Brawner gets creative to tell Fusion story
KANSAS CITY – Scott Brawner, dean of students at Midwestern Baptist College, was pleased with what was accomplished April 19 during the Fusion 2007 Symposium at the Koehn and Myers Center for World Evangelism.
Brawner invited about a dozen leaders to an introduction of the Fusion program, which couples intense discipleship and mentoring with classroom work before sending students on extended mission trips overseas to work with evangelism and church planting ministries.
In the morning, Brawner explained the program by means of PowerPoint and audience interaction. The afternoon was devoted to four different groups of Fusion students on the field—two in Africa, one in North Africa and one in Israel—speaking by means of Internet café computer hookups.
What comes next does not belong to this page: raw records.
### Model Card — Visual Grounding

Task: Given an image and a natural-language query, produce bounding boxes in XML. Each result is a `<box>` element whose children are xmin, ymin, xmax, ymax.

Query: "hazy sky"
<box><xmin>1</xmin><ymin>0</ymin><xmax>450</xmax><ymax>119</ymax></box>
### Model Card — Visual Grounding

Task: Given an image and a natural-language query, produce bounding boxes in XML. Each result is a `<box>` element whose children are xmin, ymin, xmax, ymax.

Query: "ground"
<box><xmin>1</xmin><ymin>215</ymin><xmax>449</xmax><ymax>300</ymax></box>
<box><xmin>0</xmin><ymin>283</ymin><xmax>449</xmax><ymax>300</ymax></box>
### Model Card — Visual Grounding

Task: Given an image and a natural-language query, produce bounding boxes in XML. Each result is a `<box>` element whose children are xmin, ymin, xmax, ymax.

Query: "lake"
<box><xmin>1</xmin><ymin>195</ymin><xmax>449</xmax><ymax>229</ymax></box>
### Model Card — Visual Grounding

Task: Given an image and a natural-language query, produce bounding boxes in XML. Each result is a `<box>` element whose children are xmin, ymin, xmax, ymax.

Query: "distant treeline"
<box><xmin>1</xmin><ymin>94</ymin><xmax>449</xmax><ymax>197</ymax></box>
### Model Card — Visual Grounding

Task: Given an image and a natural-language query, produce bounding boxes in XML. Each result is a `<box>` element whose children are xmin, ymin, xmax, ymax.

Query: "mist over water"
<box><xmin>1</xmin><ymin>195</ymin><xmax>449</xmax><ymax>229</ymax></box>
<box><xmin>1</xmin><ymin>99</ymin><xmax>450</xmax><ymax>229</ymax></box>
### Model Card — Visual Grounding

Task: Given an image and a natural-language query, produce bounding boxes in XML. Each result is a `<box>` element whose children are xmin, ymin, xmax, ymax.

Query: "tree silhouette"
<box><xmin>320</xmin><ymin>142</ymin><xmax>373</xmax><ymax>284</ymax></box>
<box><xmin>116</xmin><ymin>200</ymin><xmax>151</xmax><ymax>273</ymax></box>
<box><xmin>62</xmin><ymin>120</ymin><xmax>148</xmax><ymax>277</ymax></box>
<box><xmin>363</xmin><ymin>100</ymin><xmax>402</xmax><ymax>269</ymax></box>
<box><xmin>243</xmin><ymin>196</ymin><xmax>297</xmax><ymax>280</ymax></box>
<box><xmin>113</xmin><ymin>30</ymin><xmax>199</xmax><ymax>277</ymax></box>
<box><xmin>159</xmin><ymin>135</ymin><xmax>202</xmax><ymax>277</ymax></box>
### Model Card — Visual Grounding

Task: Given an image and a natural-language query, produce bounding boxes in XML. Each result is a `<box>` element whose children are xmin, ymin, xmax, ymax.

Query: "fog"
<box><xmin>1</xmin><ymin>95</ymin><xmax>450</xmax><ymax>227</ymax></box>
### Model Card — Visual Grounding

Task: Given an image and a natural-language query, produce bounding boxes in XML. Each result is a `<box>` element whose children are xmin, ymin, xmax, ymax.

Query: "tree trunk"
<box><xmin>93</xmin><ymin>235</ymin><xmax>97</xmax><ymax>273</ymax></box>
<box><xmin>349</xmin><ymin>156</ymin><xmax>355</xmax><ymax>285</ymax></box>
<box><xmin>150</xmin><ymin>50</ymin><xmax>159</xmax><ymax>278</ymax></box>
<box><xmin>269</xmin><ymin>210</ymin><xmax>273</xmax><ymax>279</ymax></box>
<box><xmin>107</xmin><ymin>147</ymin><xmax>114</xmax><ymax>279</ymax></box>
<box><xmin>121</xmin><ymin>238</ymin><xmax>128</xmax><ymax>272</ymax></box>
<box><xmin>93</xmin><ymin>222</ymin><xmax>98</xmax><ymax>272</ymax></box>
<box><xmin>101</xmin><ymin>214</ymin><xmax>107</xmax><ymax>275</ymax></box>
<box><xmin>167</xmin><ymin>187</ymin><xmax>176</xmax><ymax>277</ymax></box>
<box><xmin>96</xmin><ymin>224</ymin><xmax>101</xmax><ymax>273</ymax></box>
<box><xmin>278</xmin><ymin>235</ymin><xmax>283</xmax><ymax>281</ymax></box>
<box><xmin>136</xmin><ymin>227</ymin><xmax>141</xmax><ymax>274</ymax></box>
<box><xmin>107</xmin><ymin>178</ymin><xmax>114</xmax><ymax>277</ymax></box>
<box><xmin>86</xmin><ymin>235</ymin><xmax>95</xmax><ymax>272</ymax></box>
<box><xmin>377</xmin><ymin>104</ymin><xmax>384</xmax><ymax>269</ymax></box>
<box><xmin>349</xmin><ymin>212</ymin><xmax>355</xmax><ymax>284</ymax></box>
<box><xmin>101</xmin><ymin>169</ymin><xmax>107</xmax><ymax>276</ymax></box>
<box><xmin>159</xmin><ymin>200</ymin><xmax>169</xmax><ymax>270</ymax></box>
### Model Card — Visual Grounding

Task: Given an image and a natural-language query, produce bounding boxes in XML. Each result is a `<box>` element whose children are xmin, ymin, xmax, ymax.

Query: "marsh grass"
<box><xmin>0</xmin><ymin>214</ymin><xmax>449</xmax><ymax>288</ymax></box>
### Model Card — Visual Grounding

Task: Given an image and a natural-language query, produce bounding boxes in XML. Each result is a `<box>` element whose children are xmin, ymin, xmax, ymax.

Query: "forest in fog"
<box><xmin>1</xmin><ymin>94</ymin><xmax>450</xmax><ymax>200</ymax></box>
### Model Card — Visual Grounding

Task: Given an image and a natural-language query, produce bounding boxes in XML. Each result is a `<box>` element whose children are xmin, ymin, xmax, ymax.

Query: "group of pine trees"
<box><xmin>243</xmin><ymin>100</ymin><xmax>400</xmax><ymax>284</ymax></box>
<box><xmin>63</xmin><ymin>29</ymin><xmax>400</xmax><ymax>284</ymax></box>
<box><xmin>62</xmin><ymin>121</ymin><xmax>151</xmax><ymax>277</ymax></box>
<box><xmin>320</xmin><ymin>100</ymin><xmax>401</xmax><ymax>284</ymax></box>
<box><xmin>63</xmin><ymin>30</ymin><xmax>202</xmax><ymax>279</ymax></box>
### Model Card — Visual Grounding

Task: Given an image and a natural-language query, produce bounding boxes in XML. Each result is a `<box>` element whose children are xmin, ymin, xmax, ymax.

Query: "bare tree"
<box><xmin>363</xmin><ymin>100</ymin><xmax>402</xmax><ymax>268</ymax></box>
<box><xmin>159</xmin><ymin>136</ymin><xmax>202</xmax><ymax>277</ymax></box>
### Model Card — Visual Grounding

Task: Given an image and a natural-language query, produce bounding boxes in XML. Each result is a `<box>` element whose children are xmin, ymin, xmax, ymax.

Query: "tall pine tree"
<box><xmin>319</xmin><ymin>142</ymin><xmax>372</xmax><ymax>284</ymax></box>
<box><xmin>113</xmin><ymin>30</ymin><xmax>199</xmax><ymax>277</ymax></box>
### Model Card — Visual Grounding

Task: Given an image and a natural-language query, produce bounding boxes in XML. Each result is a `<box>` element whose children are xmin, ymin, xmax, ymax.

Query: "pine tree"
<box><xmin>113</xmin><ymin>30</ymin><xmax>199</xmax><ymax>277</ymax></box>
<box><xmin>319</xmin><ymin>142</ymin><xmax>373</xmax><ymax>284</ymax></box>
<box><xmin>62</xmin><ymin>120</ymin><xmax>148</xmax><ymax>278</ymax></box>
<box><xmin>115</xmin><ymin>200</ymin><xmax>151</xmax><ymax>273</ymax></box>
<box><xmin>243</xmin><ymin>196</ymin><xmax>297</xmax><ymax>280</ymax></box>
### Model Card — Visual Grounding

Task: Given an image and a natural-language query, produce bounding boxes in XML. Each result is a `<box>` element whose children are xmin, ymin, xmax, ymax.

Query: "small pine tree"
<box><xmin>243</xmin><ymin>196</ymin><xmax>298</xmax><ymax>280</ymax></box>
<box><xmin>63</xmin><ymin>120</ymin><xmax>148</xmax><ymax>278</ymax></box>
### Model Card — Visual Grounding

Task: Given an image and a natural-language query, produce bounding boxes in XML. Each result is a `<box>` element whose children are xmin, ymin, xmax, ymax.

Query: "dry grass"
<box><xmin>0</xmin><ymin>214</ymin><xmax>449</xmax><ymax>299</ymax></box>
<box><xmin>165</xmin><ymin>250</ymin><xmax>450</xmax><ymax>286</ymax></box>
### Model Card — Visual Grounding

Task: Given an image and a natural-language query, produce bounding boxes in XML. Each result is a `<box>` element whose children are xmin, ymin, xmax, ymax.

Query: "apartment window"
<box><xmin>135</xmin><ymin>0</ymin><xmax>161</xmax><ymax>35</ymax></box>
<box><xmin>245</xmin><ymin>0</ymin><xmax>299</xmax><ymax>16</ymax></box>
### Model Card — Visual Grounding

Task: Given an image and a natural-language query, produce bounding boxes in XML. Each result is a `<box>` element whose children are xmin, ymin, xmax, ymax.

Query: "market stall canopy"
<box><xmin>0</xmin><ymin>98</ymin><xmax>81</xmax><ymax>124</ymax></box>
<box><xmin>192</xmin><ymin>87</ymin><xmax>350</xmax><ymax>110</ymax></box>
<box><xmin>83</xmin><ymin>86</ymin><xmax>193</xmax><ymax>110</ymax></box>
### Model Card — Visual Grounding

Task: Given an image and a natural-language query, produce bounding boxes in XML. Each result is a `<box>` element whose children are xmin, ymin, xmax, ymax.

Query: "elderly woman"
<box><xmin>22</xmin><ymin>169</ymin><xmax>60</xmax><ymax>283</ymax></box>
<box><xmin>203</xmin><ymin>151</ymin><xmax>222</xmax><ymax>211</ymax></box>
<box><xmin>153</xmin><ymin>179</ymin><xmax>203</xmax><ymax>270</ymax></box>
Three of the four groups are ministering in closed countries that cannot be identified for security reasons.
Brawner was disappointed with the technical glitches that extended the allotted time by about 15 minutes. He admitted that what he was attempting to do was hard. Overall, though, the former Army Ranger was pleased with how the process of linking to the students just as they are, in the uttermost parts of the earth, helped personalize the symposium.
“Maybe next time we’ll just talk to one group instead of trying to pan across the whole continent,” he said. “That’s not easy.”
As Fusion matures, it keeps on growing from the pilot project that was launched in January 2005 with two students. The first full program began in the fall of last year; the second class of Fusion students is now preparing to graduate May 18.
In the April 19 meeting, a Fusion Ethos was introduced to a group of leaders that included youth pastors, denominational workers, seminary faculty, the state Woman’s Missionary Union president and others.
“We are broadening, or intensifying, the mission,” Brawner said. “The Fusion Ethos is the core values that drive a Fusion graduate—that they will serve the body of Christ, that they will lead the lost to Christ, they’ll exemplify Christ, that they’ll go to the nations to proclaim Christ and give (their) life for the cause of Christ.”
Brawner did not merely invent his core values because he needed them to go with his activity. Rather, these are the core values he has had since he converted in 1987, he said. Now he senses it is important to put these concepts down on paper for the purpose of leadership training—including the practice of “Die Well!” which is the unofficial Fusion motto.
“I would like to look at it as honing a knife,” he said. “You start off with this block of metal, and you shave it down, and then finally you start putting an edge on it. This is what that is. This is adding the sharper edge to the knife.”
A military mindset is not a requirement for a Fusion student, but it sure does help. Military terminology is a big part of Brawner’s approach to ministry, but it would be a mistake to characterize him as purely gung-ho with no seminary nuances. Endurance, perseverance and overcoming in the Christian life are all taught through the life experiences of Fusion.
“Discipline without direction is drudgery,” Brawner said. “What we’re trying to pull out of this program is not soldiers to go to fight a war but young Christian soldiers who will serve the cause of Christ.”
The goal of Fusion, Brawner continued, is to develop a sense of discipline, training and direction as a blend that would pertain to a calling on a young man or woman’s life. In the process, the student discovers that his or her life must count for something besides self.
“It’s been such an opportunity,” said one Fusion leader in North Africa, speaking to the April 19 group by means of Internet microphone and camera. “I couldn’t have asked for anything better as a leadership experience.”